Por último, respondo a la pregunta de Novaliolapena: ¿tan difícil es decir “nos hemos equivocado”? Sí. A partir de una “infalibilidad” jerárquicamente blindada en la verdad absoluta mediante un club de elite, resulta imposible hacer algo tan cristiano y evangélico como es pedir perdón reconociendo que “nos hemos equivocado”. Y si para colmo un miembro de ese club se considera más papista que el Papa, entonces la equivocación desaparece por completo de su horizonte vital: sólo los demás, incluido el Santo Padre, se pueden equivocar.
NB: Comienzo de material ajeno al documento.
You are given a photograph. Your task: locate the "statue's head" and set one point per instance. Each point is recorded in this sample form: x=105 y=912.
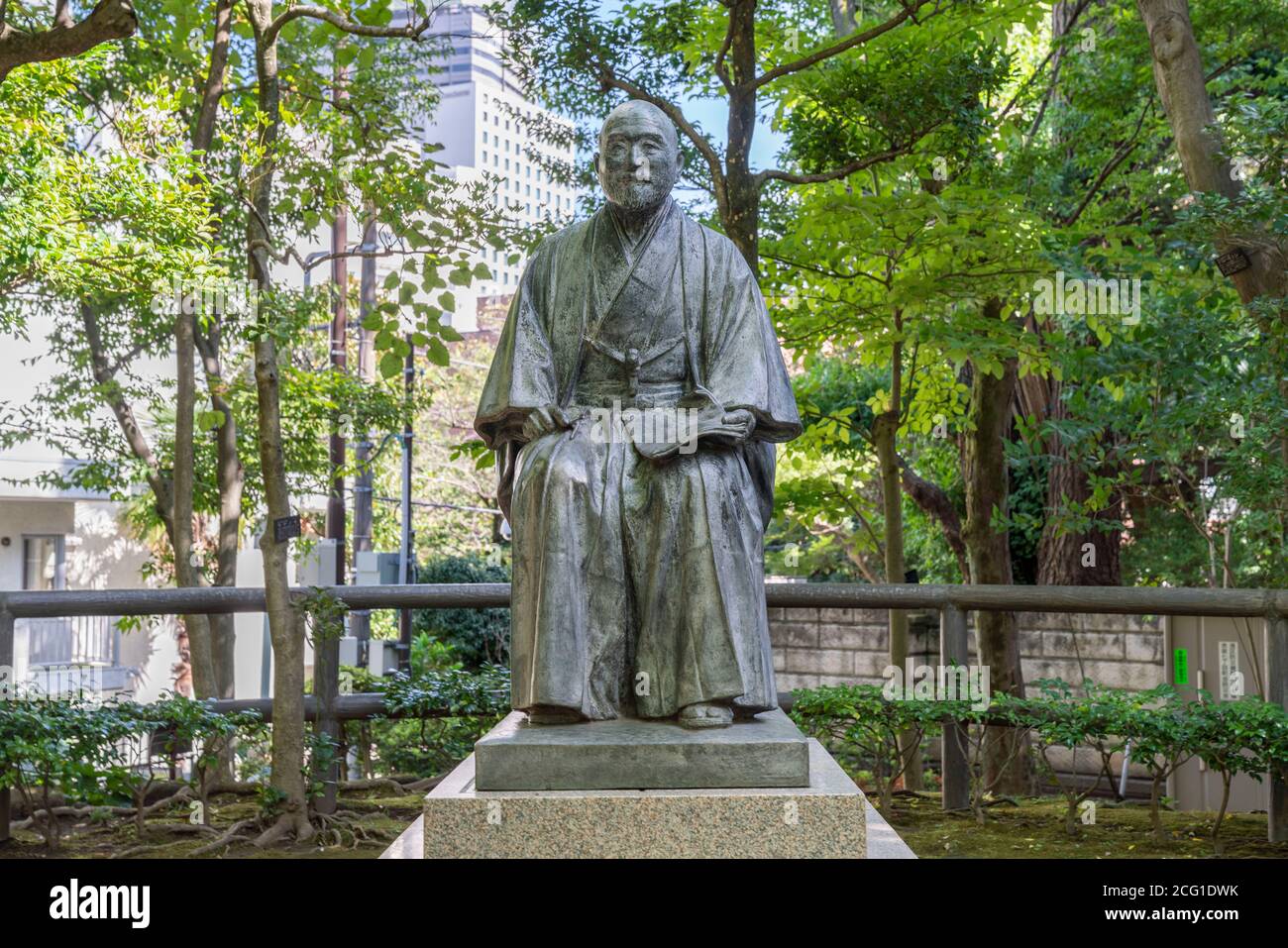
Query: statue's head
x=639 y=156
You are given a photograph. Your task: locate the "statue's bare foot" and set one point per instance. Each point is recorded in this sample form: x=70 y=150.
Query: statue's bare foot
x=553 y=714
x=706 y=715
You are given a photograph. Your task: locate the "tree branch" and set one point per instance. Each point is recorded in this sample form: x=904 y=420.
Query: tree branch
x=850 y=42
x=609 y=78
x=844 y=171
x=412 y=31
x=110 y=20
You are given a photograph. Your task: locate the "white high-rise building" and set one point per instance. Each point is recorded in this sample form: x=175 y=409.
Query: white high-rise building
x=487 y=127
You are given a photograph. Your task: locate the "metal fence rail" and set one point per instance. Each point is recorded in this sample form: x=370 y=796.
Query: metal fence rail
x=953 y=603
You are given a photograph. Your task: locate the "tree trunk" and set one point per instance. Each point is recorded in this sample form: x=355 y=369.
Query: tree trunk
x=185 y=569
x=885 y=429
x=364 y=481
x=1181 y=86
x=1063 y=556
x=228 y=468
x=741 y=205
x=284 y=625
x=988 y=548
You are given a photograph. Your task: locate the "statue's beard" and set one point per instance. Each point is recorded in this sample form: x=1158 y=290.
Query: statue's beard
x=635 y=196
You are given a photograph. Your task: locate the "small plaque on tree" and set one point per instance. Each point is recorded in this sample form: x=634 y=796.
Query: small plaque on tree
x=284 y=528
x=1233 y=262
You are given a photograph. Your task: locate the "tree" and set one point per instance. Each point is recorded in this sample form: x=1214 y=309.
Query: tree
x=64 y=38
x=583 y=60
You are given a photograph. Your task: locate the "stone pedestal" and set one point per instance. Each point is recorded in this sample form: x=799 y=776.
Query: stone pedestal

Incluso se puede llegar a un pintoresco combate entre colosos: ¿quién de los dos es más infalible, monseñor Marcel Lefèbvre o Juan Pablo II?, ¿monseñor Javier Echevarría o Benedicto XVI? Por ello opino que uno de los puntos más oscuros de nuestra tradición católica es esta doctrina de la infalibilidad jerárquica que, además de ser del todo incompatible con las características socioculturales del mundo actual, se convierte muchas veces en una espada de doble filo en manos de los propios obispos.